Pek çok üniversite bilindiği gibi lise ve dengi okul binalarının dönüşümü ile hayata geçirildi.

Hayatımıza ne kadar katkı sundukları sorusu başka bir yazı konusu.

Ancak yukarıda da belirttiğimiz gibi pandemi daha çok üniversitelilerin hayatına etki etti.

Anadolu’nun herhangi bir yerleşim merkezinde mezuniyet sonrası ne işe yaradığı belli olmayan Üniversite mezunları sayesinde belki milyonlarca “işsizler ordusu” ile karşı karşıya kaldık.

Pandemi döneminde evlerden dışarıya çıkmak yasaklanınca ihtiyacımız olan temel maddelerin eve gelmesi gerekti.

Bu durumda bir anda “Kurye sektörünün” canlanmasına vesile oldu.

Şu an bir araştırma yapılsa kurye sektöründe motor kullananların çok büyük bir bölümünün üniversite mezunu olduğu çok net bir şeklide ortaya çıkacaktır.

Pandemi öncesi iş bulamayan üniversite mezunları arasında bir anda “maden bu süreçte vatandaş dışarıya çıkamıyor o halde gerekli ihtiyaçları biz onlara ulaştıralım” anlayışı ortaya çıktı.

Evde pasta yapandan

Sıcak ekmek pişirene

Organik sebze meyve yetiştirenden

Ev yapımı içli köfte yapana kadar

Yüzlerce ihtiyaca cevap verebilen bir sektör ortaya çıktı.

Bugün pandemi yok.

Ancak o günlerde “Nasıl olsa iş bulamayacağım bari kendim bir ürün bulup pazarlayayım “ diye düşünen yüzbinlerce üniversite mezunu şu sıralar çok büyük paralar kazanıyor.

Evlerde

Küçük ofislerde

Yada şehirlerin kenarlarındaki depolarda

Her gün milyonlarca ürün paketlenip ülke sınırları içerisinde yada dünyanın başka ülkelerine ulaştırılıyor.

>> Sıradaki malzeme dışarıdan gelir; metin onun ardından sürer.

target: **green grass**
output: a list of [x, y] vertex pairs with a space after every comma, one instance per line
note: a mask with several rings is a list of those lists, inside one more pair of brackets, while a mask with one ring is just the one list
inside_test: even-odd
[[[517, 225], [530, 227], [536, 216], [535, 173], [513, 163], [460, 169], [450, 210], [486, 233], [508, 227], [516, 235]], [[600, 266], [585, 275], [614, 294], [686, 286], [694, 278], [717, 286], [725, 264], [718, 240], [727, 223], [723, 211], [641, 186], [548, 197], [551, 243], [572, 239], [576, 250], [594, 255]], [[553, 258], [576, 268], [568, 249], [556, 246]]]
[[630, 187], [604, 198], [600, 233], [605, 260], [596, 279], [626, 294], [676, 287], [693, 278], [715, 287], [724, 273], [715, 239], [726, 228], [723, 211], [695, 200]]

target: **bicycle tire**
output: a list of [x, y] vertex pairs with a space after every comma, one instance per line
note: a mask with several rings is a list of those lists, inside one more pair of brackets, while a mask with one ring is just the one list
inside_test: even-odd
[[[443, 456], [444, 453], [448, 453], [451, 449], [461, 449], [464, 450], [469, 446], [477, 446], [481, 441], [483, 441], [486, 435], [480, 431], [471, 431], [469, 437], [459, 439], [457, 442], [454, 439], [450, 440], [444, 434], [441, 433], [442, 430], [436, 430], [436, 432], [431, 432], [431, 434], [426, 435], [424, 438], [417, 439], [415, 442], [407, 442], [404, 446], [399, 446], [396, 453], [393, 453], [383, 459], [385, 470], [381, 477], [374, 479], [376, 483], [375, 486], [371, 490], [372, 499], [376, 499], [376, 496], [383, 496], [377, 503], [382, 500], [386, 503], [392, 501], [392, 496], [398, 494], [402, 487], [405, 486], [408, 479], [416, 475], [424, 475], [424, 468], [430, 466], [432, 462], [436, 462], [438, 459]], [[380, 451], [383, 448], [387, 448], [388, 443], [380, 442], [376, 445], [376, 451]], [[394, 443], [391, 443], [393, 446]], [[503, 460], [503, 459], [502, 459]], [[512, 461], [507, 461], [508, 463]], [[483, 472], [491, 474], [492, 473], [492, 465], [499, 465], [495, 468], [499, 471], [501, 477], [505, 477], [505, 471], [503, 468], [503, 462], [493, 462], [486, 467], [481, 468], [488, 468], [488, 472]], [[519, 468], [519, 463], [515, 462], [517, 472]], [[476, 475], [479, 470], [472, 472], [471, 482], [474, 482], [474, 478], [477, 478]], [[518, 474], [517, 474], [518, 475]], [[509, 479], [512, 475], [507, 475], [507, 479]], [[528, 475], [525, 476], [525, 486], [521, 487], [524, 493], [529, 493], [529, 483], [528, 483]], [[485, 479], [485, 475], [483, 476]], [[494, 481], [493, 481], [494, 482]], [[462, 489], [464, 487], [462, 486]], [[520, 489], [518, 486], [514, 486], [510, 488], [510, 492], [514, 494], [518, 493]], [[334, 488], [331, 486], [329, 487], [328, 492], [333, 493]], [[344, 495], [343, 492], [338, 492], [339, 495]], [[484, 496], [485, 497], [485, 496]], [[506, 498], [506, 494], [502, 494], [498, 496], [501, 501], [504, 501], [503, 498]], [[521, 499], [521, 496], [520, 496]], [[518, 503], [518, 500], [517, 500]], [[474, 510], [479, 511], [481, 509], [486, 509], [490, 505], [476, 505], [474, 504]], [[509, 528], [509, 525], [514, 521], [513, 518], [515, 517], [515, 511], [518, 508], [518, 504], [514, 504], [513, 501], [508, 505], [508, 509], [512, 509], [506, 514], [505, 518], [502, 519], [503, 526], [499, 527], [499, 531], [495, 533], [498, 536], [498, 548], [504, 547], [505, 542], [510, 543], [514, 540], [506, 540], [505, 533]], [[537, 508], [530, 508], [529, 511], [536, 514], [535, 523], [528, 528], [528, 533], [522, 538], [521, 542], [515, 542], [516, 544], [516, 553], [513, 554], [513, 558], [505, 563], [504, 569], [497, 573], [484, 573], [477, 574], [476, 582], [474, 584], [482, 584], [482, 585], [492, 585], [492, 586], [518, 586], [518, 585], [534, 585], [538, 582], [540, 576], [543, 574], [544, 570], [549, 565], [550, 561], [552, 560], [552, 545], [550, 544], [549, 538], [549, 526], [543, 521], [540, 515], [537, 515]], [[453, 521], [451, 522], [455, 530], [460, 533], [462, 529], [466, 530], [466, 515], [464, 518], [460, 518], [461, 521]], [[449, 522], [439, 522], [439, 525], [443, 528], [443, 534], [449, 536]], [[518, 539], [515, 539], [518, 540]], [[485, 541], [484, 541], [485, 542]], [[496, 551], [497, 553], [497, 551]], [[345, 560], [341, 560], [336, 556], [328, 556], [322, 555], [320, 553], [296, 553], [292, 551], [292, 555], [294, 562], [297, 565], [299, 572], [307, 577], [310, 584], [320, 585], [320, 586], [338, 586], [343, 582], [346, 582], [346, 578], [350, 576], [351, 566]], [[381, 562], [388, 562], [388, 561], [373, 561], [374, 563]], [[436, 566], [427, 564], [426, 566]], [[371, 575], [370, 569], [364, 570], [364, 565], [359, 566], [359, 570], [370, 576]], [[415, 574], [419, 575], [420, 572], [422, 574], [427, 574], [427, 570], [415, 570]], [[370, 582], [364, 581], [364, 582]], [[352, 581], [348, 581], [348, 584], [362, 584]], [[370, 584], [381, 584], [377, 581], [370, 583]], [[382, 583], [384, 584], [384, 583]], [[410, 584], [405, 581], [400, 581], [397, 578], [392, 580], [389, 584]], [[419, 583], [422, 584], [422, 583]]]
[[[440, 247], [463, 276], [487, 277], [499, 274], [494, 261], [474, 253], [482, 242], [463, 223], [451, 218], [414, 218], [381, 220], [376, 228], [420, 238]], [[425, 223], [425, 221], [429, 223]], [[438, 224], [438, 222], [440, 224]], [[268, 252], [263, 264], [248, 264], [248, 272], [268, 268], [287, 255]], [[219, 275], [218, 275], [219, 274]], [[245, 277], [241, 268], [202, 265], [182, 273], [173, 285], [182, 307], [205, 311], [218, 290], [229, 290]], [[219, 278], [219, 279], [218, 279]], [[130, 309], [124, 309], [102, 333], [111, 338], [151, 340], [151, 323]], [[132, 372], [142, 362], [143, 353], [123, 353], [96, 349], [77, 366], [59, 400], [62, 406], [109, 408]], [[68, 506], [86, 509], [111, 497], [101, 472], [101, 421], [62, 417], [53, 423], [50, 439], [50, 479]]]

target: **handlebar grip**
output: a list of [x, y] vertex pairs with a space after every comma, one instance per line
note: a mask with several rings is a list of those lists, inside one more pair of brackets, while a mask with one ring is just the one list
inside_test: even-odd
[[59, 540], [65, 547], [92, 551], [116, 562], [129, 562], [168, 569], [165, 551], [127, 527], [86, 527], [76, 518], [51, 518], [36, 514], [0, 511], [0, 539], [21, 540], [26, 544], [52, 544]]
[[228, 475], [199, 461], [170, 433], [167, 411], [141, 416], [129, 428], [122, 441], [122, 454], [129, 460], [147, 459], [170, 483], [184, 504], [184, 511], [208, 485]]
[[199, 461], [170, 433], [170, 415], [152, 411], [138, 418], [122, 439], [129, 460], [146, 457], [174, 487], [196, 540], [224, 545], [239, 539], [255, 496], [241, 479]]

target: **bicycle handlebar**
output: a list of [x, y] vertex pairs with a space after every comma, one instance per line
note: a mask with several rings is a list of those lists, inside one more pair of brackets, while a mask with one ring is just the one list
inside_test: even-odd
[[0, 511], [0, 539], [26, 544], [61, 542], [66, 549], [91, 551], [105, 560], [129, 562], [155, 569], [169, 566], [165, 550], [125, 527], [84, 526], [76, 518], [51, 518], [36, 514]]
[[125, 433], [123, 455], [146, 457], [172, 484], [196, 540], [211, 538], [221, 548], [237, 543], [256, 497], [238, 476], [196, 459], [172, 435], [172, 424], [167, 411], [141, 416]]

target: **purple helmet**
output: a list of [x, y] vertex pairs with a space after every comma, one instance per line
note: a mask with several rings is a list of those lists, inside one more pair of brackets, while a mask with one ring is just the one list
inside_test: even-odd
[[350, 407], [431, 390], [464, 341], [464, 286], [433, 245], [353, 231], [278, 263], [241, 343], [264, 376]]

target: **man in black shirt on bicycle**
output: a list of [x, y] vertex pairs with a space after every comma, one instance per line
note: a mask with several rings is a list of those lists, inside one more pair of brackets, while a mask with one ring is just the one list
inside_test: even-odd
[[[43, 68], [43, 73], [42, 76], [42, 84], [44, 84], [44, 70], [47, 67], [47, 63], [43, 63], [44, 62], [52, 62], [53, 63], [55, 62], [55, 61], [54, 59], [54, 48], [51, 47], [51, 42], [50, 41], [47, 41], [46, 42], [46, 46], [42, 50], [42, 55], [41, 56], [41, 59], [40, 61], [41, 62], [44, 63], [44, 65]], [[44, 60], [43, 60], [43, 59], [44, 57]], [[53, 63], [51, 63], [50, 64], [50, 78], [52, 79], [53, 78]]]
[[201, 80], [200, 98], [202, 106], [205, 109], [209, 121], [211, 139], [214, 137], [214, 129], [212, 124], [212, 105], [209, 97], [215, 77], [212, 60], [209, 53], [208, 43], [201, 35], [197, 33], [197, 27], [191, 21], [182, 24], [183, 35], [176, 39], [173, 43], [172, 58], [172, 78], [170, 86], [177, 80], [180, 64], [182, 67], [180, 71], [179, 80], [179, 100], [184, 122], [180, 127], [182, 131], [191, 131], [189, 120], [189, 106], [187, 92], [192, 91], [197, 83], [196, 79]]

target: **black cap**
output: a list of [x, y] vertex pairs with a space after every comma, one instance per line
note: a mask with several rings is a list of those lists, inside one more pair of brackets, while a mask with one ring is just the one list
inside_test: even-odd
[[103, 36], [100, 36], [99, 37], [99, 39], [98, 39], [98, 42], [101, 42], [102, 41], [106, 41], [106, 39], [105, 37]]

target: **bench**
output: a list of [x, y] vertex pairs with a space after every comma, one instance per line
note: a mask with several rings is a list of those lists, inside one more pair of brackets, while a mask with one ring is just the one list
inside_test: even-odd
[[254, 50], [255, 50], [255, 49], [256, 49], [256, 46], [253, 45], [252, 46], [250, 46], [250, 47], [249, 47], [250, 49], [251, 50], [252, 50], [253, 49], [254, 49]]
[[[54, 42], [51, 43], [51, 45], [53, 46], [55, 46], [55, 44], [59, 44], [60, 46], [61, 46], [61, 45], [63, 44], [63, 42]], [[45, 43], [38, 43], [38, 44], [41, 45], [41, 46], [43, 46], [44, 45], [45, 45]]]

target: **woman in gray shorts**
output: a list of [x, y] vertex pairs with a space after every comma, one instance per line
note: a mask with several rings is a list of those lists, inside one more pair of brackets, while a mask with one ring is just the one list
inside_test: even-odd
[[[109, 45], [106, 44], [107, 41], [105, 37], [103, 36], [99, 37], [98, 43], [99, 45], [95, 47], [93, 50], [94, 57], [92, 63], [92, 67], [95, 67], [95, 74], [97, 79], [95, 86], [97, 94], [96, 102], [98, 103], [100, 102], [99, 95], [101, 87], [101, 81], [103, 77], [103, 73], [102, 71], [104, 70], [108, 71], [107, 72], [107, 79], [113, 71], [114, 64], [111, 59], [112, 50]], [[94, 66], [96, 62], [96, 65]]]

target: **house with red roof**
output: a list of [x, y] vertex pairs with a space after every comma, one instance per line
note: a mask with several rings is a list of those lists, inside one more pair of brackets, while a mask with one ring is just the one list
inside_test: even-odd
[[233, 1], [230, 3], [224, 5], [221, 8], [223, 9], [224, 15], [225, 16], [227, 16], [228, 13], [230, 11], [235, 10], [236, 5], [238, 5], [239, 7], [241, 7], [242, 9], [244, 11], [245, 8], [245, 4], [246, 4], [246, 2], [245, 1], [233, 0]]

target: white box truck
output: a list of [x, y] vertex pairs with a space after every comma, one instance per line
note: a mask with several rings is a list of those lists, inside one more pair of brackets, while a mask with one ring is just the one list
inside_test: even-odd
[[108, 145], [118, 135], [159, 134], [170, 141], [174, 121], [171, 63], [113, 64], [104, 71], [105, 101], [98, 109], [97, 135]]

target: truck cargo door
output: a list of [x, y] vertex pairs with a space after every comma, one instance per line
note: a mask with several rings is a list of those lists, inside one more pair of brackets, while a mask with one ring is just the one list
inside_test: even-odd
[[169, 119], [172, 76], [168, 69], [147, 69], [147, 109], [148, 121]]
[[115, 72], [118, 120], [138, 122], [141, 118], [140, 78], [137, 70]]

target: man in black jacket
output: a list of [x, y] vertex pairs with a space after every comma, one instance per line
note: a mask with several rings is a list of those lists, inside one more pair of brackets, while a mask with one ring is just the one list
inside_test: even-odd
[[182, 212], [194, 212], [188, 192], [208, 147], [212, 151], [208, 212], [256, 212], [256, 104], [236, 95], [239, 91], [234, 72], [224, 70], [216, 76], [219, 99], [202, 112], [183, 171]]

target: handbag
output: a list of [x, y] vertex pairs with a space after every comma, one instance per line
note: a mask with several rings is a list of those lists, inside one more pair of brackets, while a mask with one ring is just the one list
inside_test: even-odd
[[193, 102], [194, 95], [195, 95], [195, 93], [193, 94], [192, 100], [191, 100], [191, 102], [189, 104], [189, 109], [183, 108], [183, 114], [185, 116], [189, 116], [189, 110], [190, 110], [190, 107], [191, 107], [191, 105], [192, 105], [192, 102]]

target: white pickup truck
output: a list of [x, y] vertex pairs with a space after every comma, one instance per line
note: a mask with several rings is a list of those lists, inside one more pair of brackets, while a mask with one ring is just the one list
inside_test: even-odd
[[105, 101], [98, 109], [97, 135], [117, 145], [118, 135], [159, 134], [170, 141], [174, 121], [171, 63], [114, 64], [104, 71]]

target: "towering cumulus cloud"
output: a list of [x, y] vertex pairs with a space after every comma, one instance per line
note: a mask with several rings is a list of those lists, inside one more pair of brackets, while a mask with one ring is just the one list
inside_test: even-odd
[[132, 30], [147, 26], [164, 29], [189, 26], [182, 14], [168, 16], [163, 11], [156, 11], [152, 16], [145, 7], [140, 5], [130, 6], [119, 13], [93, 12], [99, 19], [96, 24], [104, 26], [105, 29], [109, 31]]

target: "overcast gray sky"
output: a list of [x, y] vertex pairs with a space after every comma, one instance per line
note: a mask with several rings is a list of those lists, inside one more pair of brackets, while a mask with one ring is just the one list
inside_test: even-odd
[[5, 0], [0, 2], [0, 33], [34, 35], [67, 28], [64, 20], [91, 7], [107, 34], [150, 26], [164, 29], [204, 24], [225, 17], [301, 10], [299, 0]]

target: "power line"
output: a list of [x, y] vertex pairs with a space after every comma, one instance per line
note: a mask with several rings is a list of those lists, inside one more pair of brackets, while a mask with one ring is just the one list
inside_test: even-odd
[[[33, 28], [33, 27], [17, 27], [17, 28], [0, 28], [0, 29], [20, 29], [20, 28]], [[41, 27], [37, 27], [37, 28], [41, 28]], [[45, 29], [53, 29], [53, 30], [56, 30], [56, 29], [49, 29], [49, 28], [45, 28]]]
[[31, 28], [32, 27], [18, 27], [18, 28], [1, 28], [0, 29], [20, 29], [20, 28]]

Evler adeta birer üretim atölyesi oldu.

O ana kadar bir belediyede yada bir fabrikada iş bulabilmek adına koşturup duran üniversite mezunları şu sıralar dünyanın pek çok ülkesini dolaşıp pazarlayabilecekleri ürünleri araştırıyorlar.

İyi de yapıyorlar.

Pandemi hepimizi hem üzdü hem korkuttu.

Pek çok yakınımızı pandemide kaybettik.

Lakin pandemi sayesinde bambaşka bir dünyanın daha var olduğu gerçeği ile karşı karşıya kaldık.

Çalışan, üreten daha da önemlisi “bilginin güç olduğu para olduğu” gerçeğini gördük.

Milyonlarca Üniversite mezunu “Diploma bir işe yaramadı, ancak bilgilerimizle ortaya çıkardığımız ürünler ile hem para kazandık, hemde pek çok üniversite mezunu arkadaşımıza istihdam sağladık, Diplomamızı da ofisimizin bir duvarına asmaktan başka ir çare kalmadı” anlayışı ile hareket ediyorlar.

Bizde “bir musibet bin nasihatten iyidir” ifadesi bulunuyor.

Pandemi musibeti ortaya bambaşka bir üniversite mezunu topluluğu çıkardı.

Temennimiz pandemi ile ortaya çıkan bu sektörün daha da artması.